Argumenter, c’est d’abord communiquer […] ; argumenter n’est pas convaincre à tout prix […] ; argumenter, c’est raisonner, proposer une opinion à d’autres en leur donnant de bonnes raisons d’y adhérer. (P. 15-16).

Dufour (2008) définit l’argumentation comme

Un ensemble de propositions dont certaines sont censées être justifiées par les autres. (P. 23)

11. Orientations générales suivies par ce Dictionnaire

Dans le but de présenter de façon synthétique le champ de l’argumentation, ce dictionnaire se conforme, autant que possible, aux orientations suivantes autours desquelles on peut articuler les traits définitionnels mis en évidence dans les définitions majeures précédentes.

L’argumentation est l’ensemble des activités sémiotiques, verbales et non verbales, produites dans une situation argumentative.

Une situation argumentative est une situation discursive organisée par une question argumentative.

Une question argumentative est une question à laquelle des locuteurs (les argumentateurs) donnent des réponses sensées, raisonnables, mais incompatibles.

Ces réponses expriment les conclusions (les points de vue) des argumentateurs sur la question.

Les éléments du discours et du contre-discours étayant ces réponses-conclusions ont le statut d’argument pour leurs conclusions respectives, V. Stase ; Question argumentative.

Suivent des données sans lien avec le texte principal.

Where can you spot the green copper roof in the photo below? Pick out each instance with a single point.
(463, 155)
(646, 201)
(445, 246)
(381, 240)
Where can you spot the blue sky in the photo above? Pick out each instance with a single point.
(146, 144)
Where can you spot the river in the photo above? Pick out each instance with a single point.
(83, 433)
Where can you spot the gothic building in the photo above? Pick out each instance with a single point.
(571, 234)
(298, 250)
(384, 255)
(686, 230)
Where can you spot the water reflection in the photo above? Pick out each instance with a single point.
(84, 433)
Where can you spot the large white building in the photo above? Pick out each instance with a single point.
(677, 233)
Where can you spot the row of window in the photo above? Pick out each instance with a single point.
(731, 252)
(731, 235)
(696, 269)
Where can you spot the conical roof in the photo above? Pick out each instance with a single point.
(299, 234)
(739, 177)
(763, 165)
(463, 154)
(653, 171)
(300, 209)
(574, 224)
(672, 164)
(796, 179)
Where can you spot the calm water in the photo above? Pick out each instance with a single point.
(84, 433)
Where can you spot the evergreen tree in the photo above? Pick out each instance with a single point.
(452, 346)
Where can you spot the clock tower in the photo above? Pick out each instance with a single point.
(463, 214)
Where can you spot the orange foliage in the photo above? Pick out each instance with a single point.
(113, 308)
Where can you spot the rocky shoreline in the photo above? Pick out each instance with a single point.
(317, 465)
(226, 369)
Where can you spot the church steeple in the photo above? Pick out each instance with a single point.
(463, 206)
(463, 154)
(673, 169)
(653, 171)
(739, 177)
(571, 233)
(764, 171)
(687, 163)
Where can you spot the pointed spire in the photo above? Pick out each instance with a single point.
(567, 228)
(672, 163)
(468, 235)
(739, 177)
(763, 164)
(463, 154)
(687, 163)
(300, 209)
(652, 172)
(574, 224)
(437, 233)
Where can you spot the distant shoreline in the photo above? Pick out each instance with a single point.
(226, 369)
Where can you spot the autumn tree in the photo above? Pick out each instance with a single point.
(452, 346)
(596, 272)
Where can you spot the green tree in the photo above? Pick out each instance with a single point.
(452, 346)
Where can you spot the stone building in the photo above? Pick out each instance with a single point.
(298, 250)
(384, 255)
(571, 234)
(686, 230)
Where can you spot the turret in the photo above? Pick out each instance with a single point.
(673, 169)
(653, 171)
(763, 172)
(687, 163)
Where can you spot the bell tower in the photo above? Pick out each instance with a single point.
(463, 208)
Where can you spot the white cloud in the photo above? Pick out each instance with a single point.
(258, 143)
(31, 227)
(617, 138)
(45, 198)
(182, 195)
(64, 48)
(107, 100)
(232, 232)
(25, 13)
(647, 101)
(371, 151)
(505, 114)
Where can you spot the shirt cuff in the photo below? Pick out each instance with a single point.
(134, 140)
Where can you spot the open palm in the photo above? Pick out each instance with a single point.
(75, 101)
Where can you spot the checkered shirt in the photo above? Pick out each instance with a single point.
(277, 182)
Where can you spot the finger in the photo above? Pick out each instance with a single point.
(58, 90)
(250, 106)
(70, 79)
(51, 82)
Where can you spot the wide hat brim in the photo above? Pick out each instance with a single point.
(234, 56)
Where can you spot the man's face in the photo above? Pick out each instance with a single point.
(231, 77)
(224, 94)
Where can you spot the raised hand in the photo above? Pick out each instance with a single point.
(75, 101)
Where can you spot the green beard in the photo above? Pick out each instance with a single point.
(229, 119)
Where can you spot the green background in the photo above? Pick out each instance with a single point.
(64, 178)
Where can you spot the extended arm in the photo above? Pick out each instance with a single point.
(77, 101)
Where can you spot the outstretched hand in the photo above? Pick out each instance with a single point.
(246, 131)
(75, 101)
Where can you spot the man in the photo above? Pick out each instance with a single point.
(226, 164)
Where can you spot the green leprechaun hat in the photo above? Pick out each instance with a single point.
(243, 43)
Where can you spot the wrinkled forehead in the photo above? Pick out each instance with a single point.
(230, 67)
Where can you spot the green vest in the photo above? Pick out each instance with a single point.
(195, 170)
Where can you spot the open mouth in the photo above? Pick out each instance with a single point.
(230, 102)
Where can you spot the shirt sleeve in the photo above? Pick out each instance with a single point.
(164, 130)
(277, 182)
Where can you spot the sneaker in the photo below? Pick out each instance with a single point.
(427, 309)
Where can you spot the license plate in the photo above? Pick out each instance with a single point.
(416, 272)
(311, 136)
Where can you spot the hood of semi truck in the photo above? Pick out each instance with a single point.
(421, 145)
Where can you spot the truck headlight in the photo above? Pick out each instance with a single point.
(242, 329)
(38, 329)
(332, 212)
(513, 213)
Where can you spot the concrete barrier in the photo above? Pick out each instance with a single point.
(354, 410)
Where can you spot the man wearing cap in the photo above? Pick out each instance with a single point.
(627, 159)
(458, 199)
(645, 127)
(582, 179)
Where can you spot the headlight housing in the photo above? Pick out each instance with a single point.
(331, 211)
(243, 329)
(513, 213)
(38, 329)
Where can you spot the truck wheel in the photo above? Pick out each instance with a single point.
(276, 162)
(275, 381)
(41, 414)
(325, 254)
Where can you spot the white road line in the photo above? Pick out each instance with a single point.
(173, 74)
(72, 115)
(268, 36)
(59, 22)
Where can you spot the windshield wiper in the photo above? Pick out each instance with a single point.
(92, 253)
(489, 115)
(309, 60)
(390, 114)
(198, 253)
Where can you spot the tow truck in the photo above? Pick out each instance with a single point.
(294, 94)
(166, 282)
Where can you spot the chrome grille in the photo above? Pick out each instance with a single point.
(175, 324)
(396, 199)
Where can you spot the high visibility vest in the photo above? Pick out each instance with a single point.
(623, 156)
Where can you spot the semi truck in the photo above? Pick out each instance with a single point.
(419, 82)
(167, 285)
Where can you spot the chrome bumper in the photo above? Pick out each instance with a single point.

Trois rôles spécifiques s’articulent dans une telle situation, les rôles de Proposant, d’Opposant et de Tiers

Les situations argumentatives connaissent différents degrés et types d’argumentativité, selon les modes de relation établis entre discours au contre-discours et les paramètres interactionnels et institutionnels cadrant la situation de discours.